Przeszkoda pojawiła się kilka lat temu, ale do tej pory jest powodem osiedlowych dyskusji. Postawił ją jeden z deweloperów, który w ten sposób chciał się odgrodzić od konkurencyjnego wykonawcy. Zrobiono to bez konsultacji z mieszkańcami, co zapoczątkowało konflikt.
Kilka dni temu problem powrócił, ponieważ ktoś nielegalnie zdemontował fragment ogrodzenia. Zrobiono no pod osłoną nocy. Mieszkańcy postanowili raz na zawsze rozwiązać spór i wystosowali w tej sprawie petycję. Sprawę poruszyła Gazeta Żoliborza.
- Proponujemy zatem pozostawienie aktualnego stanu (t.j. otwartego pieszego przejścia) lub choć furtki testowo, na kilka miesięcy i sprawdzenie, czy jego istnienie w rzeczywistości przełoży się na wygodę, bezpieczeństwo czy inne niedogodności dla naszych mieszkańców – czytamy.
Pod petycją podpisało się już ponad 200 osób. Protestujący zaznaczają, że na wizualizacjach nie widniał żaden płot.
Plany, a rzeczywistość
Według obowiązującego od 2018 roku planu zagospodarowania, teren pomiędzy osiedlami jest częścią wspólną dla wszystkich mieszkańców i nie ma potrzeby jego ogradzania.

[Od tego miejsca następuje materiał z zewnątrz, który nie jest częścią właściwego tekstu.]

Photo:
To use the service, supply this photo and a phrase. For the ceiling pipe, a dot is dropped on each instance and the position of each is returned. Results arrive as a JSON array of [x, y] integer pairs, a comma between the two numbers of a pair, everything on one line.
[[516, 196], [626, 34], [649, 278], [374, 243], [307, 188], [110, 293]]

– Teren, na którym jest płot jest współwłasnością wszystkich właścicieli lokali w budynkach przy ulicy Rydygiera 11, 11a, 13, 13a. Konieczne jest podjęcie decyzji, czy płot zostaje czy nie, ale do tego niezbędne jest zorganizowanie spotkania, w trakcie którego dojdzie do dialogu, a finalnie do głosowania. Uważam, że w tej sprawie konieczny jest dialog i wypracowanie porozumienia pomiędzy mieszkańcami. Decyzja powinna zapaść demokratycznie – mówi w rozmowie z "Gazeta Zoliborza", Katarzyna Stępniak.
Administrator osiedla zaznacza, że ogrodzenie postawiono ze względów bezpieczeństwa. Mieszkańcy z sąsiednich osiedli przechodzą miedzy innymi drogami dojazdowymi do garaży i parkingów.